Why hadn’t they written notes on my previous birthdays, when they would appear in the living room to say happy birthday with sheepish smiles and thank me for the cake Philippe had given them?

An outside agency was now hiring all new bank staff and I discovered that the agency belonged to CEO.

Giving himself loans that he never paid back was one thing, but owning an agency that cut small slices from the already small salaries of his new staff? His petty grasping disgusted me.

He often complained of an ulcer, his face crumpling from pain in the middle of meetings, and he seemed more and more feeble, his vibrancy gone.

One day he came to work with heavy-framed black glasses sitting stolidly on his face and he looked like an elderly man who had taken his son’s cool glasses.

“You don’t like them?” he asked.

“Your thin wire rims are more flattering, sir,” I said.

“Maybe when you take over we’ll have a CEO who can wear original designer glasses that suit,”

he said. He sometimes said things like that, hinting at succession, throwing out little crumbs as if to lure a bird into a trap. But I was already looking away, overcome by a desire to cleanse my moral palate and rinse out my life.

I kept waiting for the right time to tell CEO that I wanted to leave. One day, he asked me to handle a transaction with a private banking client, a new client he had poached from the enemy-friend’s bank with an interest-rate offer that made no business sense. The client was always on those magazine lists of wealthiest Africans, but he wasn’t half as wealthy as they claimed. He wore a showy watch with the showing-off air of an obnoxious arriviste.
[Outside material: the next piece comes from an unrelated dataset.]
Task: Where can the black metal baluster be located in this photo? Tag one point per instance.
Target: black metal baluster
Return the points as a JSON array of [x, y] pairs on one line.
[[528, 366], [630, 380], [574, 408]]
“? What kind of name is that?” he asked.

“My name, sir.”

“I’ve not heard that name before. From where? Rivers State?”

“Anambra.”

“Oh. Igbo girl.”

His mouth curved slightly downwards at the edges. “Do you know what you are doing? I don’t want somebody to do a nonsense transaction.”

Maybe he disliked Igbo people, or he resented confident women, or both, or neither and was just one more human being naturally adorned with a nasty streak. But in that moment something was sealed.
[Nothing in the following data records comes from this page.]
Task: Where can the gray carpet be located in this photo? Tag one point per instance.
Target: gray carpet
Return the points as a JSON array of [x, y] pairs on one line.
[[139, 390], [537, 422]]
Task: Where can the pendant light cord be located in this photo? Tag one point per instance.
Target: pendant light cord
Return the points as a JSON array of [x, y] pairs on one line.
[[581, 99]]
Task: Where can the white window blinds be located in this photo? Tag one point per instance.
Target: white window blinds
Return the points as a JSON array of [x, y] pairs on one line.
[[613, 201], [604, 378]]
I stood up. “Excuse me, sir. Let me check and see if any of my colleagues is willing to talk to a rude client, because I’m not.”

I walked out, already imagining CEO’s anger, how he would shout at me and then scramble to appease the man. And he did, but also his eyes narrowed looking at me, thinking how out of character my reaction was. I had overlooked worse, laughed away a man who told me he could not trust any Igbo banker, shrugged at another who asked for a man because women got nervous at big transactions.

“Did anything else happen?”

CEO asked.

“No, sir.”

I paused. “I want to take a leave of absence and go to graduate school in America.”

“Ahn-ahn, because I shouted at you?”

“No, sir, you did not start shouting at me today.”

“So why?”

“I feel that I need a break, to recharge my brain.”

“Okay. We can pay for the executive course.”

He thought I meant one of those overpriced short courses business people take so they can append the names of exalted American universities to their measly CVs.

“I want to do a proper master’s,” I said.

“Not that you need an MBA,” CEO said.

“Not an MBA. A master’s in cultural studies. I’m interested in pornography.”

“Pornography,”

he repeated, and laughed as if it was just one of the strange things I said. “And you’ll come back afterwards and share your newly acquired skills with the bank?”

“Yes, sir.”

He nodded, but he was not a stupid man, and I sensed he could tell that beneath my equanimity tectonic plates were shifting.